Si tratta, pertanto, di mera attività gestoria, non riservata a soggetti muniti di specifici requisiti soggettivi, nè subordinata a vincoli di forma negoziale di alcun tipo, con la conseguente piena validità, sotto i profili evidenziati dall’odierno ricorrente incidentale, dell’accordo negoziale oggetto d’esame.

8. Con il terzo motivo, il ricorrente incidentale censura la sentenza impugnata per violazione degli artt. 1418 e 2033 c.c., nonchè del D.Lgs. n. 58 del 1998, art. 18 (in relazione all’art. 360 c.p.c., n. 3), per avere la corte territoriale omesso di pronunciare la condanna del L. alla restituzione, in favore del S., della somma di Euro 45.000,00 percepita dal primo in esecuzione di un titolo nullo.

9. Con il quarto motivo, il ricorrente incidentale censura la sentenza impugnata per violazione dell’art. 2043 c.c. (in relazione all’art. 360 c.p.c., n. 3), per avere la corte territoriale erroneamente disatteso la domanda proposta dal S. per la condanna del L. al risarcimento dei danni relativi alla perdita economica subita in forza dell’attività illecita del convenuto.

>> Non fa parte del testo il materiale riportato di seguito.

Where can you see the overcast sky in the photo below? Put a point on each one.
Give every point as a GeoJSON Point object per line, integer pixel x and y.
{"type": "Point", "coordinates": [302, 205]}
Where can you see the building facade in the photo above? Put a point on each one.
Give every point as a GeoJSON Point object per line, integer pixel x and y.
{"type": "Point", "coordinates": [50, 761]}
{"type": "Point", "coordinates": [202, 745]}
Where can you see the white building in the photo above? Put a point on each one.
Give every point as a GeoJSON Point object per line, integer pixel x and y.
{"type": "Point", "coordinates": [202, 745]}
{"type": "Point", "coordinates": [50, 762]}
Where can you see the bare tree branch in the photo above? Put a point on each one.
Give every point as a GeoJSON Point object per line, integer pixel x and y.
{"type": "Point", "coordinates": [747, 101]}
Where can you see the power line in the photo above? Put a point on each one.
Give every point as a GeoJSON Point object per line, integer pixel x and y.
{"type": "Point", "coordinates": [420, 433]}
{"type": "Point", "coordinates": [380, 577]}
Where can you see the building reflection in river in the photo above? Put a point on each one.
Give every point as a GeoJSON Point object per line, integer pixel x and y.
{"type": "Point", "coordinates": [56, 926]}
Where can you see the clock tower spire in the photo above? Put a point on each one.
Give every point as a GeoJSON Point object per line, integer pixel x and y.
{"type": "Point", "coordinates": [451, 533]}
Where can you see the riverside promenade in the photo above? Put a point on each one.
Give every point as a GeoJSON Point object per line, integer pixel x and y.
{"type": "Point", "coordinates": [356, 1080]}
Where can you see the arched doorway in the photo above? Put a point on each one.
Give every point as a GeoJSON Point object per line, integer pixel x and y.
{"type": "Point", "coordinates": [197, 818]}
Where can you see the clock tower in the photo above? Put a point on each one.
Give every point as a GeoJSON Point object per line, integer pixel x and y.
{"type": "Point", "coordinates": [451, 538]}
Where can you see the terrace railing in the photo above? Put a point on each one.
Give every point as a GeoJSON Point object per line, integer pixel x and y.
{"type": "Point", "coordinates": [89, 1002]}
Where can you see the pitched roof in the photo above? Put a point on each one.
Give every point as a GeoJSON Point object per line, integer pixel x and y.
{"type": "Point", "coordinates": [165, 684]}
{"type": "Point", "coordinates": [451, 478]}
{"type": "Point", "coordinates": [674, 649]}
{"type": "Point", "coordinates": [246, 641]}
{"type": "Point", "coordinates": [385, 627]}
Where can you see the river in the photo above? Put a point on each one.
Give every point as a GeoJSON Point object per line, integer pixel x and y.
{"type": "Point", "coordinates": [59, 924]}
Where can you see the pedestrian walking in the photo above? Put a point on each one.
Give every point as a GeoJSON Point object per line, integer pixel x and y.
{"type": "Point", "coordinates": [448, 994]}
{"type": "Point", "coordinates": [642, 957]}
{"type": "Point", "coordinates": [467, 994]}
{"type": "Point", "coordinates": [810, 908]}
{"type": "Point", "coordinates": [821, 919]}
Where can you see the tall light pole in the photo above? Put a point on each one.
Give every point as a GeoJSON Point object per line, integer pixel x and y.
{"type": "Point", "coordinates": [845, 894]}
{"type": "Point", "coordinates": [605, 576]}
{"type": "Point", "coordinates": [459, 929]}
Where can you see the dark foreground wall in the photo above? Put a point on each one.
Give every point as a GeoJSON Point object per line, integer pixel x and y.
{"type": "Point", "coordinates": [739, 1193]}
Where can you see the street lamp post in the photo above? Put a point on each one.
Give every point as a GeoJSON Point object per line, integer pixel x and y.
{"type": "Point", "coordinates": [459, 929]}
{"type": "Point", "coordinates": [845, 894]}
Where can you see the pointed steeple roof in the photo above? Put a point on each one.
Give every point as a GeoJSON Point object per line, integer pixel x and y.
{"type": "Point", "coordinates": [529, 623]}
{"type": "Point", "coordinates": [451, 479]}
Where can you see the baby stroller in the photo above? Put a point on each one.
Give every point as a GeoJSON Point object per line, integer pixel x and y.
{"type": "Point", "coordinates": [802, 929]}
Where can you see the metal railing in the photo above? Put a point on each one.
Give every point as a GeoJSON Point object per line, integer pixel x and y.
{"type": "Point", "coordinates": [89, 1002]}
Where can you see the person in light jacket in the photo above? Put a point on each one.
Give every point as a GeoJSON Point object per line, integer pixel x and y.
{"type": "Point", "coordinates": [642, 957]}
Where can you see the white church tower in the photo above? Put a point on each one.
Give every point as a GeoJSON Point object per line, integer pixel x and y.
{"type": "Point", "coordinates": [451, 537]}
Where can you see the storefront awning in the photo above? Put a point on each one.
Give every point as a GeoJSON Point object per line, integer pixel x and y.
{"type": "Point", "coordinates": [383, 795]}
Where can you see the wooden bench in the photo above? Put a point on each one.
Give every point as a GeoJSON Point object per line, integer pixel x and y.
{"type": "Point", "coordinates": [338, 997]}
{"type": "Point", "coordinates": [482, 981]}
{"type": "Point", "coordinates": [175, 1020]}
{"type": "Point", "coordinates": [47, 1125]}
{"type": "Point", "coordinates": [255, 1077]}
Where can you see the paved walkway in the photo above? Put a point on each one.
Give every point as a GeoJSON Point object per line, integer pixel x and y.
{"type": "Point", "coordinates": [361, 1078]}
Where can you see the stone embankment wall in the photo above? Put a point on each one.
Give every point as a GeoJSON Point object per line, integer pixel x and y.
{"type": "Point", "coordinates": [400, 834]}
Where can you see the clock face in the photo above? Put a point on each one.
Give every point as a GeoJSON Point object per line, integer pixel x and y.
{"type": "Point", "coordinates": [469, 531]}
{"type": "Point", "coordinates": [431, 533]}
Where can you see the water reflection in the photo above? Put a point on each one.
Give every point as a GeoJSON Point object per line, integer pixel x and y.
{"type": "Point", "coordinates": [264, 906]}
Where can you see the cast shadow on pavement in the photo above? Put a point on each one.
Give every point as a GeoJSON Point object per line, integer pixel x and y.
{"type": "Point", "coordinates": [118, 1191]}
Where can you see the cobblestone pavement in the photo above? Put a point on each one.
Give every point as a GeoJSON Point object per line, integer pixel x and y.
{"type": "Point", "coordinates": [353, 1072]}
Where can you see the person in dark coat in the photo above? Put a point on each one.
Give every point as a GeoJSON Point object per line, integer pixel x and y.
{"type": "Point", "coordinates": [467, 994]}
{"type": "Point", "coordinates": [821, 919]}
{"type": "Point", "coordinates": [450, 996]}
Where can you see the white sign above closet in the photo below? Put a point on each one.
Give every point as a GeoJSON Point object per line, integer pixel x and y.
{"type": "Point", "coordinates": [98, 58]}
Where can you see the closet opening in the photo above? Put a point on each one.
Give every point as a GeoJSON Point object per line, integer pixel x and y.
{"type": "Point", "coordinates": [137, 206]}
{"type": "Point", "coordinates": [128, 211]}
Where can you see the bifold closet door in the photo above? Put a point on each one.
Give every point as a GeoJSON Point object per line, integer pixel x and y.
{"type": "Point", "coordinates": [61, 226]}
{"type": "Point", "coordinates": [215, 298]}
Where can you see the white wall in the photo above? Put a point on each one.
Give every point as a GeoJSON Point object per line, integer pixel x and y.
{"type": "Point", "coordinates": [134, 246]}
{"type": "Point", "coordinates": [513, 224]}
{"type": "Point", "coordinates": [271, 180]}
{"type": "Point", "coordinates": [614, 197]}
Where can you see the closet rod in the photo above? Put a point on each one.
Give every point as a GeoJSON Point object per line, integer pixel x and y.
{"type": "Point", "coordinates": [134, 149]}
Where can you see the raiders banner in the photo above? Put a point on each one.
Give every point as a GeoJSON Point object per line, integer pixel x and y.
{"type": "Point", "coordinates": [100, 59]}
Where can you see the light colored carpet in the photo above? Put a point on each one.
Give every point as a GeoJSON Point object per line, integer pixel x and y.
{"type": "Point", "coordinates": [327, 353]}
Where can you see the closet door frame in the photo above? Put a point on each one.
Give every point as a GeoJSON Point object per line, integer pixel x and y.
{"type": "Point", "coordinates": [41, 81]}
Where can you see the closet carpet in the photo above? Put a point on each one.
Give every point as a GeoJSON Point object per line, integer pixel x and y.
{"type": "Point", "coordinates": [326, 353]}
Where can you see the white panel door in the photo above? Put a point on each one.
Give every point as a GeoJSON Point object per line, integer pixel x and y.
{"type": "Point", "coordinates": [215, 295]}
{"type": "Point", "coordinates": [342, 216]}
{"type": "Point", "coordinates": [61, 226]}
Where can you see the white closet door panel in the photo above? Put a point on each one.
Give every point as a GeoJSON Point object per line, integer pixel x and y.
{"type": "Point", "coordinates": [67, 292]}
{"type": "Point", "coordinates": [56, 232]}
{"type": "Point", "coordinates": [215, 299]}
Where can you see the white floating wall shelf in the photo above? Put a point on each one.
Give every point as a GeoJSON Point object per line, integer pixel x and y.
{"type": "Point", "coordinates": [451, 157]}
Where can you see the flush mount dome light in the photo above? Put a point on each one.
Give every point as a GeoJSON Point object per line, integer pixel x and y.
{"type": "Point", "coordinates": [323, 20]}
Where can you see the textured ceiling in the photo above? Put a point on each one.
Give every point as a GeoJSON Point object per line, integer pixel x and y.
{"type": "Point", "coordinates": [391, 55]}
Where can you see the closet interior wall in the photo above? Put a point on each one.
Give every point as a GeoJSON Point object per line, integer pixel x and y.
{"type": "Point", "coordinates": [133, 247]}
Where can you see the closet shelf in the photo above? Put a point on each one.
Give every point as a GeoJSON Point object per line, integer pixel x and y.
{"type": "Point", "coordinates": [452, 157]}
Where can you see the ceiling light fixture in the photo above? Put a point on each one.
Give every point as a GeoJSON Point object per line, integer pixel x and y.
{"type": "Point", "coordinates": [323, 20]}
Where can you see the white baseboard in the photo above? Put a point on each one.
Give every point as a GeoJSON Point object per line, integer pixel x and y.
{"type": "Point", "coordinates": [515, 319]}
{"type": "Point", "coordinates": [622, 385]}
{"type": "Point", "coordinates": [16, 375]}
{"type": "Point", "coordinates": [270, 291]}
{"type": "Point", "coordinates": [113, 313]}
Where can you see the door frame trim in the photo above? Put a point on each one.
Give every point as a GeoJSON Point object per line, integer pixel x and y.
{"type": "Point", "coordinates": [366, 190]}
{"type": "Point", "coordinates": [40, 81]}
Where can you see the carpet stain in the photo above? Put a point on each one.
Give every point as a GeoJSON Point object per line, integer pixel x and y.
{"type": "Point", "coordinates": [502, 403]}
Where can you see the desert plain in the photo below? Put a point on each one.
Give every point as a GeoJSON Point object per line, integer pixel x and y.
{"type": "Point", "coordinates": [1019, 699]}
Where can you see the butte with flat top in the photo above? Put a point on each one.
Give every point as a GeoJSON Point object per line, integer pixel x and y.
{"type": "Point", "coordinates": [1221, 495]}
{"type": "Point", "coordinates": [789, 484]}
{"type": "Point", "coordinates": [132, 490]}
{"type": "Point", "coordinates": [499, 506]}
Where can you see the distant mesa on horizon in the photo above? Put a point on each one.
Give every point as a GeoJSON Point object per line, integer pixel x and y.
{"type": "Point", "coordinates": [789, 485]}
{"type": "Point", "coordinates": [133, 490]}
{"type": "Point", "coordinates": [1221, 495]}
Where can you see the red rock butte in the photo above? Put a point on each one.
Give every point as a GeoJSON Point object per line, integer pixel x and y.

10. Entrambi i motivi sono inammissibili.

Con riguardo al terzo motivo, osserva il collegio come l’odierno ricorrente pretenda di riproporre in questa sede una questione già ritenuta assorbita dal giudice d’appello e oggettivamente superata dal rigetto dei primi due motivi di ricorso qui esaminati, trattandosi della rivendicazione di un diritto evidentemente dipendente dall’eventuale qualificazione in termini di nullità (nella specie esclusa) dell’accordo contrattuale concluso tra le parti.

Quanto al quarto motivo di ricorso, varrà sottolineare come il S., nel denunciare la violazione dell’art. 2043 c.c. (in relazione all’art. 360 c.p.c., n. 3), trascuri di considerare l’accertamento condotto dal giudice d’appello in ordine alla non riconducibilità, all’attività del L., delle conseguenze dannose di cui il ricorrente incidentale rivendica il risarcimento: si tratta di un’impostazione critica estranea al paradigma della violazione di legge di cui all’art. 360 n. 3 cit., non avendo il ricorrente in alcun modo prospettato l’eventuale erronea ricognizione, da parte del giudice d’appello, dell’astratta fattispecie normativa richiamata, nè l’eventuale erronea sussunzione di fatti incontroversi nell’ambito dello spettro applicativo della stessa.

11. Sulla base delle argomentazioni che precedono, dev’essere dichiarata l’inammissibilità del ricorso principale del L. e, con il riscontro dell’infondatezza dei relativi motivi di censura, pronunciato il rigetto del ricorso incidentale.

La reciprocità della soccombenza giustifica l’integrale compensazione tra le parti delle spese del presente giudizio di legittimità.

PQM

Dichiara inammissibile il ricorso principale e rigetta il ricorso incidentale.

Dichiara integralmente compensate tra le parti le spese del giudizio di legittimità.

Ai sensi del D.P.R. n. 115 del 2002, art. 13, comma 1-quater, dà atto della sussistenza dei presupposti per il versamento, da parte del ricorrente principale e del ricorrente incidentale, dell’ulteriore importo a titolo di contributo unificato pari a quello dovuto per il ricorso principale e per il ricorso incidentale, a norma dello stesso art. 13, comma 1-bis.

Così deciso in Roma, nella Camera di consiglio della Sezione Terza Civile della Corte Suprema di Cassazione, il 30 gennaio 2017.